The overall semiconductor market’s growth is a function of commodity growth: The memory business, largely DRAM and NAND flash, is the largest commodity in the semiconductor business, accounting for about 30% of revenues, depending on the year. This means that swings in these markets have a profound effect on the total semiconductor market. The chart in Figure 3 shows the relationship of semiconductor revenue growth to memory revenue growth. The black orb emphasizes the relationship between the two. This means that anyone who can accurately predict the memory market can simply use a ratio to produce an accurate semiconductor forecast.
That’s all there is to it.
So, what’s making the current market difficult to predict?
- Demand is behaving abnormally: At the onset of the pandemic, cell phone and automobile sales simply stopped. In late 2020, cell phone sales rebounded, and in summer 2021, automotive sales recovered. Meanwhile, the work/study/learn/play-from-home phenomenon drove a massive build-out of internet data centers as well as boosted laptop PC sales while dramatically reducing desktop PC sales. In all of this chaos, chip demand has been much greater than the producers expected.
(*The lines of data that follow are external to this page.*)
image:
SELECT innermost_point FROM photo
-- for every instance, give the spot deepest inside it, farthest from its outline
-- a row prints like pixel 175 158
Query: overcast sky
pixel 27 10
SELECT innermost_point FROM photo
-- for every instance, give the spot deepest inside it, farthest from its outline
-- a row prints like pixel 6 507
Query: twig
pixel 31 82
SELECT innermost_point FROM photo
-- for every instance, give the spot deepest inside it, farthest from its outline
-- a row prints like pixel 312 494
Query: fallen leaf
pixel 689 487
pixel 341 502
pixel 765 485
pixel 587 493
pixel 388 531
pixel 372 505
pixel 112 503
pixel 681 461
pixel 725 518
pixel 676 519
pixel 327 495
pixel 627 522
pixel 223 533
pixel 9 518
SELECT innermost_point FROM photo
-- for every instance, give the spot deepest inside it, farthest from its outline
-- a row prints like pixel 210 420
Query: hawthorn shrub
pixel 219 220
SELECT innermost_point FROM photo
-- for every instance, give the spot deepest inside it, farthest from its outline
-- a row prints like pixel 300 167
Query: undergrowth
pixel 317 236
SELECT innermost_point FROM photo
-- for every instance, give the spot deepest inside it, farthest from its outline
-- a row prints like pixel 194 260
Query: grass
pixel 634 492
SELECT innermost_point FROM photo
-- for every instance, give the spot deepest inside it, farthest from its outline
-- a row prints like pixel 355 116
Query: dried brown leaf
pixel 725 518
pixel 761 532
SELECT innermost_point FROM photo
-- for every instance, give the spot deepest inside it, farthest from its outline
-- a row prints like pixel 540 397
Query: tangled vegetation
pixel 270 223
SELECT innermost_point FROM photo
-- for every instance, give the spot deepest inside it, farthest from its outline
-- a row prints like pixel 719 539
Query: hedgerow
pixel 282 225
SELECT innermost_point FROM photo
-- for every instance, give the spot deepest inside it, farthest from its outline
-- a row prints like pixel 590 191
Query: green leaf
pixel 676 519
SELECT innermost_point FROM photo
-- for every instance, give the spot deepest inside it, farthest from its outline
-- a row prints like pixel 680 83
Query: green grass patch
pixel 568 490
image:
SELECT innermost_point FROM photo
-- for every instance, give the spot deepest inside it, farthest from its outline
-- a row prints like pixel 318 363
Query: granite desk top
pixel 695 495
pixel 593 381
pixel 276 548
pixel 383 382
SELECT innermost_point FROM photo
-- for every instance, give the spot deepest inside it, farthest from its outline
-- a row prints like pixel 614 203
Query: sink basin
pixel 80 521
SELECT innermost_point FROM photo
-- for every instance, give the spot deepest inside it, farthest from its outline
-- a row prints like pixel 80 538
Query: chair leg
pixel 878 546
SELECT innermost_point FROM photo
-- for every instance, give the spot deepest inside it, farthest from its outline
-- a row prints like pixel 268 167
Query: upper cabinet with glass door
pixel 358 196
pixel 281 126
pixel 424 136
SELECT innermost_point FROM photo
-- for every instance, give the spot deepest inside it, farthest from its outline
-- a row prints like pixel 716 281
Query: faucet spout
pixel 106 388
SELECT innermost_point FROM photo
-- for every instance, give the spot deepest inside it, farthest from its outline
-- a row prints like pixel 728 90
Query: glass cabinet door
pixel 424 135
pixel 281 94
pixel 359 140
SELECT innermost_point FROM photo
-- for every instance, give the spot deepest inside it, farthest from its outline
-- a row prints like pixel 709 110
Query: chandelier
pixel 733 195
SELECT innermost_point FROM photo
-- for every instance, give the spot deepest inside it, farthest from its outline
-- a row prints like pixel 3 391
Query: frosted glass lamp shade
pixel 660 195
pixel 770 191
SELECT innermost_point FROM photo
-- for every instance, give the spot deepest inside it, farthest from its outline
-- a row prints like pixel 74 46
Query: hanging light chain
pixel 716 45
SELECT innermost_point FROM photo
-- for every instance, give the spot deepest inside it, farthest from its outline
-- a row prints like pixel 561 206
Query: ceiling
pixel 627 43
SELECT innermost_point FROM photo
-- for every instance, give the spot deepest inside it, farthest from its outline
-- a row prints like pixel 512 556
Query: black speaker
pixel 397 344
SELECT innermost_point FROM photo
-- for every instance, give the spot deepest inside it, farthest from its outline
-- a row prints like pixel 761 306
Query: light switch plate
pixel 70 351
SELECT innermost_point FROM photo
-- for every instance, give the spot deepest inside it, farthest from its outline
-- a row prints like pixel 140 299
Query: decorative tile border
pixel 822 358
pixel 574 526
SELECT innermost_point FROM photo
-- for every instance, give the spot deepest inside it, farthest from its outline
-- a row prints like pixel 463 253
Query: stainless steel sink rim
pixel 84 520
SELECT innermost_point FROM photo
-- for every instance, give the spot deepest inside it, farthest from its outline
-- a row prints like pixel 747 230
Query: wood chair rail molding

This has not only caused a dire shortage of older technologies, but also made both 2020 and 2021 banner years for memory, processor, and other chip makers by driving mild shortages in those markets. It has hampered our ability to predict the timing of shortages and oversupplies.
- Prices have increased during shortages: Although commodity prices rarely increase significantly during a shortage, as we saw in Figure 2, they have recently undergone important upturns in 2018 and in 2021. Since prices aren’t behaving the way they typically do in a shortage, they render it challenging to accurately predict revenues.
- We are in a pandemic, yet the global economy is faring well: While Objective Analysis, along with other semiconductor market forecasters, doesn’t try to forecast the global economy, a collapse like the one in 2008 can create massive changes to our forecast. We’re concerned that the current stimulus packages and lower tax revenues caused by COVID-19 are creating government debt that will be extremely challenging to overcome. Part of that is already causing inflation concerns, and we mustn’t be surprised if there’s a dramatic economic correction sometime soon. In the near term, though, it appears that stimulus payments, at least in the U.S., are being spent largely on discretionary items, and this is part of the reason for today’s demand surge.
With all of this background, how does Objective Analysis see the market developing in 2022?
As mentioned at the beginning of this article, we’re predicting another 6% growth on top of an amazingly strong 2021, a year in which growth is now poised to reach 26%. This will take 2021 world semiconductor revenues over $550 billion, and 2022 revenues to $590 billion. This is based on our analysis of capital spending vs. the requirements to supply a market in its current state with its current level of demand.
Looking at the worst case, should the global economy fail early in 2022, and should demand dry up as a result, how badly could the market do? Given the current profitability levels of DRAM and NAND flash, memory market revenues could drop by 35%, taking the total semiconductor market down by the high teens.
Could there be further upside from the 6% that our model predicts? It’s certainly possible, but it would be driven by phenomena that are incredibly rare in this market, so we don’t account for them. This includes significant price increases that, as mentioned earlier, are extremely unusual occurrences.
Our recommendation for corporate management is to plan for our 6% market, but to organize to be able to quickly respond to market changes. That’s because there’s a higher likelihood than normal such changes will occur in the near future.